Les Algériens, sur la même période, en ont reçu 1 million, dont 250 000 en 2024 (+22 % sur un an).
Visas de long séjour : les Marocains en tête
Pour les visas de long séjour, indispensables à une installation durable en France, les Marocains sont aussi en tête : en 2024, ils ont obtenu 11 % du total, soit 31 700 autorisations sur 288 049. Suivent les Tunisiens (7 %), les Chinois, les Américains, puis les Algériens (6 %).
Titres de séjour : première nationalité depuis 2018
Cette dynamique s’est traduite par une augmentation nette des titres de séjour, notamment pour les premières demandes.
Depuis 2018, les Marocains occupent la première place, avec 245 709 primo- délivrances en sept ans, soit 35 101 par an en moyenne. En comparaison, les Algériens en ont obtenu 197 075, soit 28 154 par an.

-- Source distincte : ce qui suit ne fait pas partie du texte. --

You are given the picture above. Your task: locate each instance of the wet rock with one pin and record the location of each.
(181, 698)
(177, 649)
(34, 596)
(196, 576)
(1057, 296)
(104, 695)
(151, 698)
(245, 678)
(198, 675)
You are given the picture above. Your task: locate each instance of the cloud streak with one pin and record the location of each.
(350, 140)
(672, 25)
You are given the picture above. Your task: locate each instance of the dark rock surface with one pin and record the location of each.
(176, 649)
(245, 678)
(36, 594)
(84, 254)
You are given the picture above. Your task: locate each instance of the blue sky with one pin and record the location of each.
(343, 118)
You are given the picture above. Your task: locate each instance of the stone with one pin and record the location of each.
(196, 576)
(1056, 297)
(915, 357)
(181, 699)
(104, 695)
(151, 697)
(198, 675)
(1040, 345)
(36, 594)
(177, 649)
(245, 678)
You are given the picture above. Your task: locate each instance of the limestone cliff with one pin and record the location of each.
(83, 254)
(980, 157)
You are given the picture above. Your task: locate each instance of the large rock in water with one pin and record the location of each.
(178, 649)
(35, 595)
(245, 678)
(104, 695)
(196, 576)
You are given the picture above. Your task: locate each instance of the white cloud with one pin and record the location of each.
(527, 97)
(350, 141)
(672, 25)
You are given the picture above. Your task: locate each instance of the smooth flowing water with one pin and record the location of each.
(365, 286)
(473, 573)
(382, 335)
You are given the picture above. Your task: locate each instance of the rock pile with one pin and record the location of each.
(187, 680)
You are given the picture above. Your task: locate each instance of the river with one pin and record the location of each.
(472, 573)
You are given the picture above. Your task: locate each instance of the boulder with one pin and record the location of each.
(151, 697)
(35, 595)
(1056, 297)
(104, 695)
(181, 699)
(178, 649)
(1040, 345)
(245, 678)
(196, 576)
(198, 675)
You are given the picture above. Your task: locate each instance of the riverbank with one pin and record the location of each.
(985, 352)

Résidents étrangers : l’écart se resserre
Au 31 décembre 2024, la communauté marocaine comptait 617 053 résidents réguliers en France (+2,2 % sur un an), contre 649 991 Algériens (+0,5 %).
Les Algériens représentent 15 % des 4,331 millions d’étrangers résidant régulièrement en France, contre 14,2 % pour les Marocains.
À ce rythme, les Marocains pourraient devenir, d’ici 2030, la première nationalité étrangère en France — une première historique.
Naturalisations : les Marocains toujours en tête
La tendance se poursuit sur le terrain de la naturalisation. Pour la quatrième année consécutive, les Marocains arrivent en tête, selon les chiffres du ministère de l’Intérieur (juin 2025).
En 2024, 14 454 Marocains ont acquis la nationalité française (+8,7 % par rapport à 2023), devant les Algériens (12 002, +5,2 %) et les Tunisiens (7 250, +13,9 %).
Entre 2020 et 2024, près de 60 000 Marocains ont été naturalisés, contre 50 000 Algériens et 30 000 Tunisiens.
Ensemble, ces trois nationalités représentent 26 % des naturalisations, réparties comme suit : Marocains : 11 %, Algériens : 9,5 % et Tunisiens : 5,2 %.
Au total, environ 140 000 Maghrébins ont été naturalisés sur cette période, avec une prédominance marocaine (43 %), suivie des Algériens (36 %) puis des Tunisiens (21 %).
Une tendance européenne
Cette domination marocaine en matière de naturalisation ne se limite pas à la France. Elle s’observe également en Espagne, en Belgique, et, dans une moindre mesure, en Italie et aux Pays-Bas.
En France, la continuité de cette dynamique sur l’ensemble des canaux migratoires — visas, titres de séjour, naturalisations — laisse entrevoir une orientation politique de fond, non explicitée, mais qui profite clairement aux ressortissants marocains.
Cette évolution s’inscrit en rupture avec les discours récurrents sur la maîtrise des flux migratoires, et contraste avec le recul relatif de l’immigration algérienne, pourtant
historiquement dominante, dans un contexte de tensions diplomatiques, d’opinion défavorable et de discours sécuritaires visant principalement l’Algérie.